Penn führte aus: »In meinem Leben gibt es starke Frauen, die sich nicht durch Maskulinität in die Enge getrieben fühlen. Ich glaube, es gibt eine Menge feiger Gene, die dazu führen, dass Leute ihre Jeans aufgeben und Röcke tragen.«

Vor wenigen Wochen hatte Penn einer anderen britischen Publikation gesagt, die amerikanische Kultur werde stark verweiblicht: »Ich glaube nicht, dass wir Männer Frauen gegenüber Respekt zeigen sollten, indem wir selbst zu Frauen werden.«

Sean Penn ist gerade auf Werbetour für seinen neuen Film »Flag Day«, für den er Hauptrolle und Regie übernahm. Er spielt nach einer wahren Geschichte die Figur eines Bankräubers; seine Tochter Dylan und sein Sohn Hopper übernahmen ebenfalls Rollen. Ein deutscher Starttermin steht noch nicht fest.
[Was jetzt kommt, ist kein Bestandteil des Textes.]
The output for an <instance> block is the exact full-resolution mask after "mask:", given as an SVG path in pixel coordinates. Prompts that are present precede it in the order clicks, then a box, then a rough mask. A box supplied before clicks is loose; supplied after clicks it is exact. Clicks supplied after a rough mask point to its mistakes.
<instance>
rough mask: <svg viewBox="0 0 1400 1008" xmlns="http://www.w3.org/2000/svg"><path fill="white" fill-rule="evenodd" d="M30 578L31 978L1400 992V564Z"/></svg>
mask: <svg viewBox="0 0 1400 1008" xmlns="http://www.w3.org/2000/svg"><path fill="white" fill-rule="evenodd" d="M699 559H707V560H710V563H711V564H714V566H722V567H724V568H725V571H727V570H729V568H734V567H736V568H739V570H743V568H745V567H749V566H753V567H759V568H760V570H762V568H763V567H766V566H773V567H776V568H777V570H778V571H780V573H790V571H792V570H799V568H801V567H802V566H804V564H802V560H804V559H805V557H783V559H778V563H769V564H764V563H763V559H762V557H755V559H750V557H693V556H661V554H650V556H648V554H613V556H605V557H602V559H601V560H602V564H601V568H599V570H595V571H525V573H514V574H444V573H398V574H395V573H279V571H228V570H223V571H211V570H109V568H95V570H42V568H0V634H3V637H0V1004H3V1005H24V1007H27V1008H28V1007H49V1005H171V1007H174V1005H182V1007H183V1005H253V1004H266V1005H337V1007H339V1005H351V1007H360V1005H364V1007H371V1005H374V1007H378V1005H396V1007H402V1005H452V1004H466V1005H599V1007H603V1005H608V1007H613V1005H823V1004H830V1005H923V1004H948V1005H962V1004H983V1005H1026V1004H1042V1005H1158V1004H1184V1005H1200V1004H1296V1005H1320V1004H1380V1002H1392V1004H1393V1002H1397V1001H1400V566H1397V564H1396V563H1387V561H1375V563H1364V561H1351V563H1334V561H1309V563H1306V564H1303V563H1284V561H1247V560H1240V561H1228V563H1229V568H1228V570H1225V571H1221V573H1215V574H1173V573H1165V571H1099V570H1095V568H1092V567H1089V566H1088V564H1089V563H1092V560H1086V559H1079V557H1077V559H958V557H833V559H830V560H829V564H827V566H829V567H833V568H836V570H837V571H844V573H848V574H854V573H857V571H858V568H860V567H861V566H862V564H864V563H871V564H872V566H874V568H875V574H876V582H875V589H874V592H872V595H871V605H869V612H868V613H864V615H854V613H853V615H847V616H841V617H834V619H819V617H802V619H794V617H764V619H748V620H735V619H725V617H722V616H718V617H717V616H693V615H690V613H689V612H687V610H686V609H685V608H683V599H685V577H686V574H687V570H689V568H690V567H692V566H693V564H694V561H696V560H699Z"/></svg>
Der Schauspieler setzte sich in der Vergangenheit für die Schwulenehe ein; für seine Rolle in »Milk«, der Geschichte eines schwulen Stadtrates von San Francisco, gewann er 2009 den Oscar als bester Hauptdarsteller. Er beteiligte sich an einigen humanitären Projekten, sorgte aber auch immer wieder mit fragwürdigen Aktionen und Aussagen für Aufsehen.

So traf Penn 2016 den mexikanischen Drogenkartell-Boss Joaquín Guzmán (»El Chapo«) kurz vor dessen Verhaftung – er wollte mit ihm die Rechte an einem biografischen Film klären. Das Weiße Haus kritisierte die Aktion scharf. Penn war auch eng mit Venezuelas Staatspräsident Hugo Chávez befreundet und verlangte eine Gefängnisstrafe für Kritiker, die ihn als Diktator bezeichneten.

Mit der #MeToo-Bewegung fremdelte Penn von Anfang an. 2018 bezeichnete er sie als »intellektuell unehrlich«, in einem selbst verfassten Gedicht verteidigte er Männer, denen sexuelle Nötigung vorgeworfen wurde.